Polonius is Claudius’ counsellor-in-chief, and his daughter, Ophelia, is banging Hamlet. Probably. (She is a Nymph, in thy orisons, and he DOES love her, even more than forty-thousand brothers.) Shortly afterwards, Ophelia meets Hamlet in secret (her Dad and brother Laertes are none too happy about the dude) but tells her father about H’s crazy state. Polonius gives Claudius and Gertrude the heads-up, blaming H’s state on an ecstasy of love. At their next date, Hamlet kicks off at Ophelia, imagining all kinds of incestuous sluttery in his bonce, and insisting that she GET THEE TO A NUNNERY. Niiice.

Hamlet decides to stage a gig (play-within-a-play: Shakey 101) re-enacting his ol’ man’s murder, reckoning he can determine Claudius’ guilt by eyeballing his reaction. After seeing the Character-King murdered with poison in the ears (I told you —aurally), Claudius abruptly fucks off for a bit: PROOF! (It’ll never hold up in court, mate.)

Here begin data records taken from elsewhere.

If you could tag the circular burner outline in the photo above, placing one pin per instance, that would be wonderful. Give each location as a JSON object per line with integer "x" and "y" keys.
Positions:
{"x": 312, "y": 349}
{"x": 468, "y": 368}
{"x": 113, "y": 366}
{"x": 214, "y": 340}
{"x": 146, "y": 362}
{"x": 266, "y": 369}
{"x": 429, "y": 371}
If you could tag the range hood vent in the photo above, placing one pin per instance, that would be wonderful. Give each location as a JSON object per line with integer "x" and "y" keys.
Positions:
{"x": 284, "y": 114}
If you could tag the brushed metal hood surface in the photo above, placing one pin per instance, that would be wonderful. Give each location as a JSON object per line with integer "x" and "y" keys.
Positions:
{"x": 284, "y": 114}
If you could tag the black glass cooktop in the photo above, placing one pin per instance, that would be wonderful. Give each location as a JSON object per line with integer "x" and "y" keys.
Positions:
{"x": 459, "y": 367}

Gertiebaby summons Hamlet to her boudoir (as y’do … bit icky, mind, but whatever). On his way, H passes Claudius praying his little arse off but lets him live, reckoning that death in prayer would send the twat to heaven rather than to the hell he so richly deserves. Hamlet and his Ma have a barney. Polonius, earwigging behind a tapestry, squeaks (or something like that) and Hamlet, believing it to be Claudius, gets a bit pissy and a tad stabby, killing said tapestry. And Polonius. Oops.

Ghostie comes back, nagging H to take Claudius out. Coz, yknow—he got it A BIT WRONG last time, the clumsy fucker. Gertie, blind and deaf to the spectre, is by now pretty certain her son has lost the proverbial plot. Ham hides Polonius’ DB; and Claudius, shitting himself, banishes Hamlet to save his own skin (but not before re-deploying his two spies).

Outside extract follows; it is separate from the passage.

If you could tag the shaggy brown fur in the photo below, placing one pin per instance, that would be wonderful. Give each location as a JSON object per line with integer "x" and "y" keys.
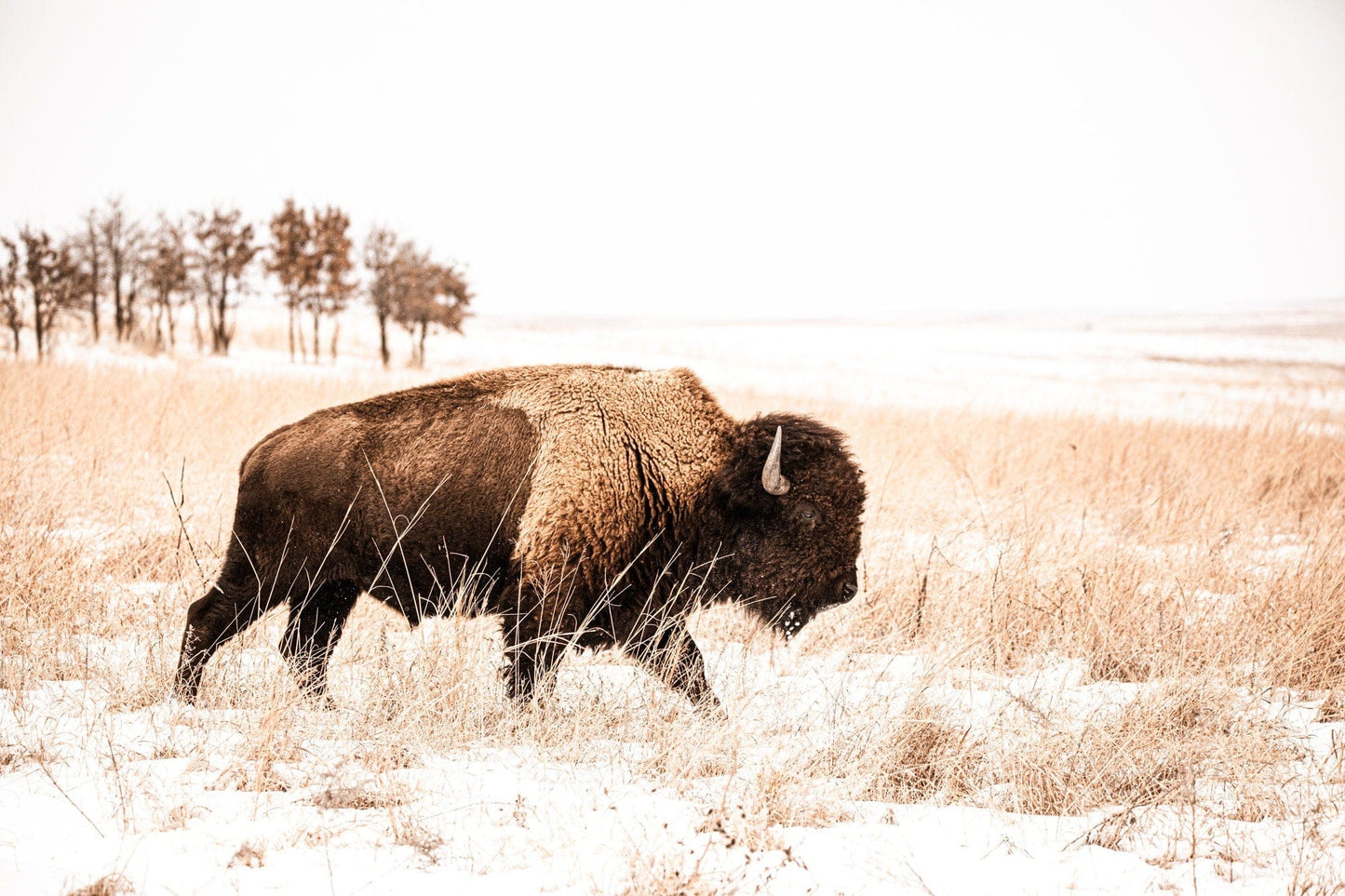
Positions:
{"x": 591, "y": 506}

Demented, Ophelia wanders around in bawdy banshee-mode. Claudius convinces Laertes that Hamlet is entirely to blame for all the death and all the crazy.

News arrives (as is often the case) that Hamlet’s badassery is still a threat, so Claudius concocts a fencing match between Laertes and Hamlet, with—GET THIS—poison-tipped rapiers (with a side order of equally bedrugged wine—gotta have a contingency plan).

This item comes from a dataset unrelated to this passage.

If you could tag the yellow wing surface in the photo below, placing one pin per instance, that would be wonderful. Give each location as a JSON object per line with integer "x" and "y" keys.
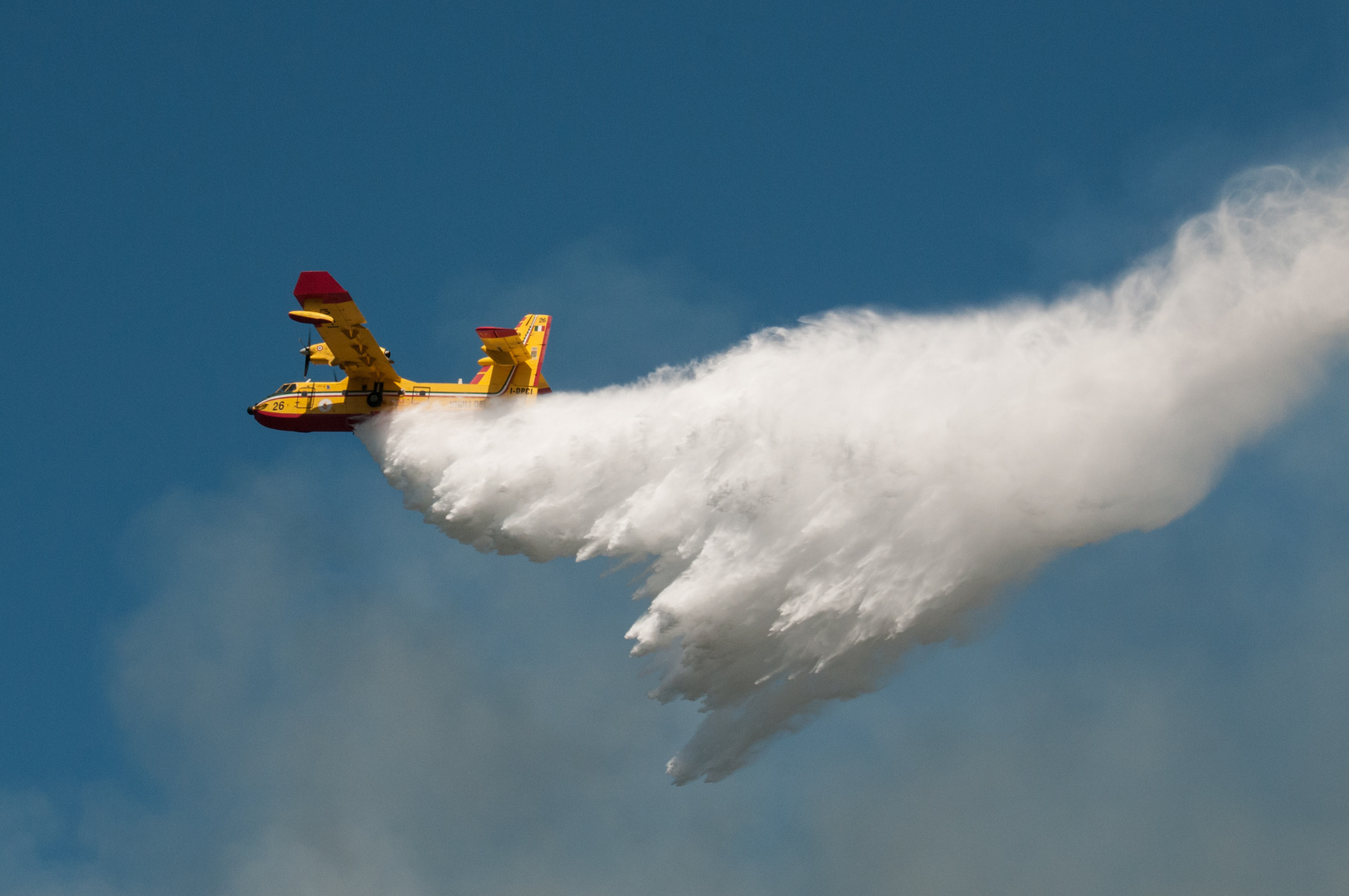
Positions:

Gertie reports that Ophelia has drowned. Two conveniently-placed gravediggers discuss her apparent suicide, all the while digging her imminent six-feet-underness. Hamlet arrives with Horatio and one of the gravediggers unearths the grinning skull of a jester. You all know the quote. Or you all THINK you know the quote.

Ophelia’s Laertes-led funeral procession approaches (they organised ‘em pretty quickly in those days). He and Hamlet have a bit of a go at each other but are swiftly told to knock it off.

Hamlet tells Horatio that Rosencrantz and Guildenstern are dead (they have to be. They made a movie about it). He also details his escape, just so WE know Horatio knows …

With Fortinbras’ Norwegian army closing in, it’s Face/Off. It’s time for H and L to fence, grunting and sweating under their weary lives. Laertes pierces Hamlet with a poisoned blade but is fatally wounded by said weapon. Gertie accidentally drinks the poisoned wine (coz reasons) and rushes into the secret house (where she snuffs it). Just before he kicks the bucket, Laertes reveals Claudius’ dodgy death plot to Hamlet. Just before HIS expiry date (keep up, double-oh-seven), Hamlet manages to kill Claudius and names Fortinbras as his heir. Fortie orders Hamlet’s body be borne off in honour. Here’s the rub: (almost) everybody dies. Nobody wins*.

(*Except maybe Norway. It’s one-nil to Norway. Ish. Kinda. Not really. Maybe. I’m confused.)

Thou know’st ’tis common; all that lives
must die; passing through nature to eternity.

^Except for Billy Bob Shakespeare, of course, who gets to live forever. Sigh.